The Town of New Shoreham Board of License Commissioners voted on a broad slate of liquor and outdoor-entertainment license renewals during a public hearing that opened shortly after 4 p.m. The board approved renewals for grocery/liquor retailers, inns and restaurants after routine checks of site plans, consumption-area maps and police recommendations.
The renewals covered Class A, B and BV categories and included licenses for Macklock Enterprises (doing business as Block Island Grocery), Redbird Liquor Store, Aldo's Place, Atlantic Inn (Two Tickets Management), the Block Island Beach House, Champlain's (Great Salt Pond Marina), Dead Eye Dicks (Island Caterers), Eli's Restaurant, KSR Enterprises (Narragansett Inn), the National Hotel, and many other local food-and-beverage businesses. Several renewals were approved subject to existing site-plan language, outstanding documentation and fees.

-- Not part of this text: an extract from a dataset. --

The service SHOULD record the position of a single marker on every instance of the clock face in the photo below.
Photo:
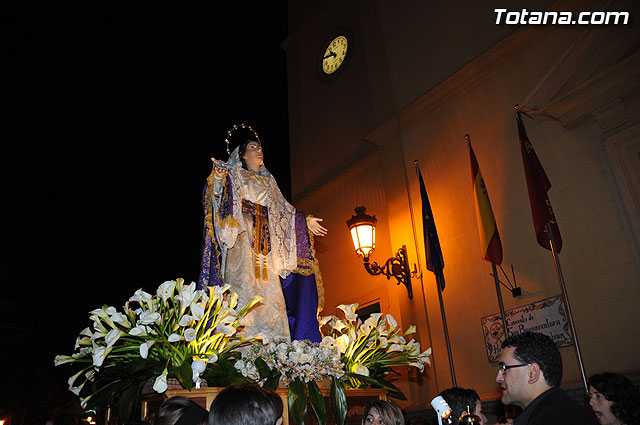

Why it matters: these routine renewals allow seasonal businesses to operate with established restrictions in place and give the licensing board a chance to confirm that consumption areas, fencing and safety arrangements meet the town's expectations. Staff reminded licensees that events anticipating more than 50 people must have a certified crowd manager on staff and that a rescheduled crowd-manager training will be set.
What the board said: Chair Nancy noted the board would accept motions to approve renewals in blocks and to pull individual items for discussion. In one approval, a commissioner praised the layout and fencing proposed by Sadie Flackman for GSP Productions/Regencia Pizza: "I like the way that you put the fencing in so it's contained in that area," the commissioner said, commending the containment plan for crowd control and service flow.
Police and staff input: the police chief's reports were read into the record for multiple renewals; most reflected no ongoing issues, although the chief did note a small number of calls for some licensees (including reports of underage patrons in one instance) and recommended maintaining stipulations in select cases where past incidents had occurred.
Items continued: the board deferred several contested entertainment-license items — most notably additional stipulations tied to Ballard's Inn — to allow the full council and the police chief to weigh in at a Dec. 1 meeting. The board also continued the Lunch Bucket renewal to Dec. 1 to ensure an applicant representative could appear and to iron out outstanding stipulations.
Next steps: the board set Dec. 1 as the date to revisit continued items; staff said it will attempt to collect written input from the police chief in advance. The public hearing for new outdoor-entertainment applications that had been opened was closed after one applicant withdrew his request and indicated he would reapply next year.
The meeting adjourned after the board moved to continue remaining hearing items to Dec. 1.